There seems to be a fundamental misunderstanding.

malloc(sizeof(struct a) * n) allocates n number of type struct a elements.

No, that’s just what one usually does use it as after such a call. malloc(size) allocates a memory region of size bytes. What you do with that region is entirely up to you. The only thing that matters is that you don’t overstep the limits of the allocated memory. Assuming 4 byte float and int and 8 byte double, after a successful malloc(100*sizeof(float));, you can use the first 120 of the 400 bytes as an array of 15 doubles, the next 120 as an array of 30 floats, then place an array of 20 chars right behind that and fill up the remaining 140 bytes with 35 ints if you wish.

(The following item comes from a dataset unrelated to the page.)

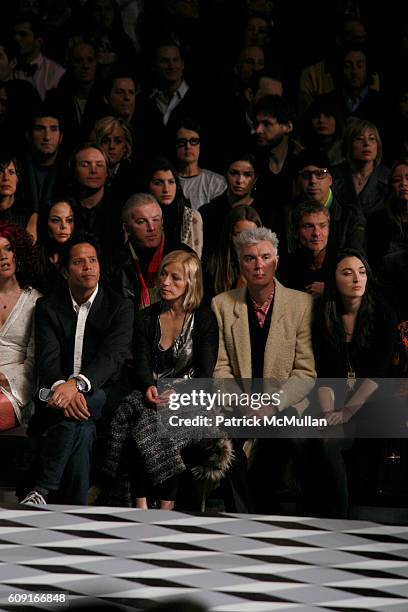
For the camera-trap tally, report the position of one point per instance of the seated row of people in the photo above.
(83, 335)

That’s perfectly harmless defined behaviour.

malloc returns a void*, which can be implicitly cast to a pointer of any type, so

some_type **array = malloc(100 * sizeof(data *)); // intentionally unrelated types

is perfectly fine, it might just not be the amount of memory you wanted. In this case it very likely is, because pointers tend to have the same size regardless of what they’re pointing to.

More likely to give you the wrong amount of memory is

data *array = malloc(n * sizeof(data*));

as you had it. If you use the allocated piece of memory as an array of n elements of type data, there are three possibilities

  1. sizeof(data) < sizeof(data*). Then your only problem is that you’re wasting some space.
  2. sizeof(data) == sizeof(data*). Everything’s fine, no space wasted, as if you had no typo at all.
  3. sizeof(data) > sizeof(data*). Then you’ll access memory you shouldn’t have accessed when touching later array elements, which is undefined behaviour. Depending on various things, that could consistently work as if your code was correct, immediately crash with a segfault or anything in between (technically it could behave in a manner that cannot meaningfully be placed between those two, but that would be unusual).

If you intentionally do that, knowing point 1. or 2. applies, it’s bad practice, but not an error. If you do it unintentionally, it is an error regardless of which point applies, harmless but hard to find while 1. or 2. applies, harmful but normally easier to detect in case of 3.

In your examples. data was 4 resp. 8 bytes (probably), which on a 64-bit system puts them into 1. resp. 2. with high probability, on a 32-bit system into 2 resp. 3.